Europe's leaders must be ready to take tough political decisions to resolve the eurozone crisis, or face the threat of "perpetual stagnation" or a hugely damaging break-up of the single currency, David Cameron is to warn.
Speaking a day after crucial re-run elections in Greece, the Prime Minister will put the crisis in the euro area at the top of a list of "five big threats to the global economy" and step up pressure on Germany and the European Central Bank to respond decisively.
He will urge the leaders of the world's biggest economies, gathering in Mexico for the G20 summit, to take "bold steps" to restore growth, and will warn against "backsliding" on trade protectionism and reforms to financial regulation.
A failure to follow through on pledges made at previous summits to reform the banks would leave the world exposed to a repeat of the 2008 financial crash, he will warn. No corner of the world is safe from the threats of the eurozone instability, sovereign debt, low growth, protectionism and failure to regulate the banks, the PM will say. "These five threats are very real.
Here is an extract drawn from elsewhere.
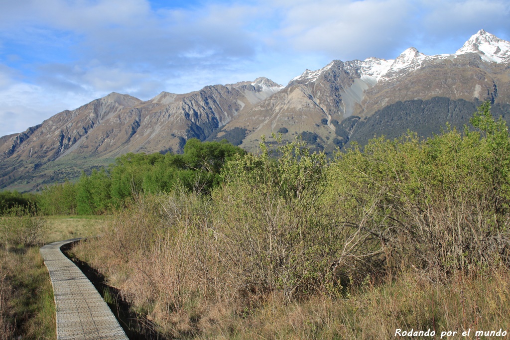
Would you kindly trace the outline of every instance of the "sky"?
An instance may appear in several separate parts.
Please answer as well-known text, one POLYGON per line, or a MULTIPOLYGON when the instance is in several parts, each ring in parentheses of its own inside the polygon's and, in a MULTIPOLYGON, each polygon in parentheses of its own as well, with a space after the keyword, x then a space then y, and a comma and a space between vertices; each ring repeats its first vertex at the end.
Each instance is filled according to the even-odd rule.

And let's be clear - in a global economy, they threaten us all."
Eurozone leaders including German chancellor Angela Merkel, French president Francois Hollande and Italian PM Mario Monti were expected to delay their departure until the morning in order to be in place as the shape of the new political landscape in Athens becomes clear.
Speaking to the B20 business summit in Los Cabos shortly after his arrival, Mr Cameron is expected to renew his call on the 17 eurozone states to take the steps towards closer fiscal and financial integration which he believes are necessary to restore stability.
He will call on "core" members like Germany, as well as the ECB, to "do more to support demand and share the burden of adjustment", warning that central banks cannot afford to "stand on the sidelines" in the current crisis.
Mr Cameron will say that the UK has a "clear vision" of the "stable, growing, competitive and dynamic" world economy, powered by trade and financed by strong banks, which it wishes to create.
But he will warn of five threats to this vision: instability and contagion in the eurozone; debt and the "muddle-headed" belief that indebted countries can spend their way out of crisis; the failure to deliver the monetary activism and structural reform needed to deliver sustainable growth; 1930s-style protectionist barriers to trade; and the failure to complete long-term banking reforms.
With its members representing 90% of the world economy, the G20 is "the right forum to work together to deal with these threats", he will say.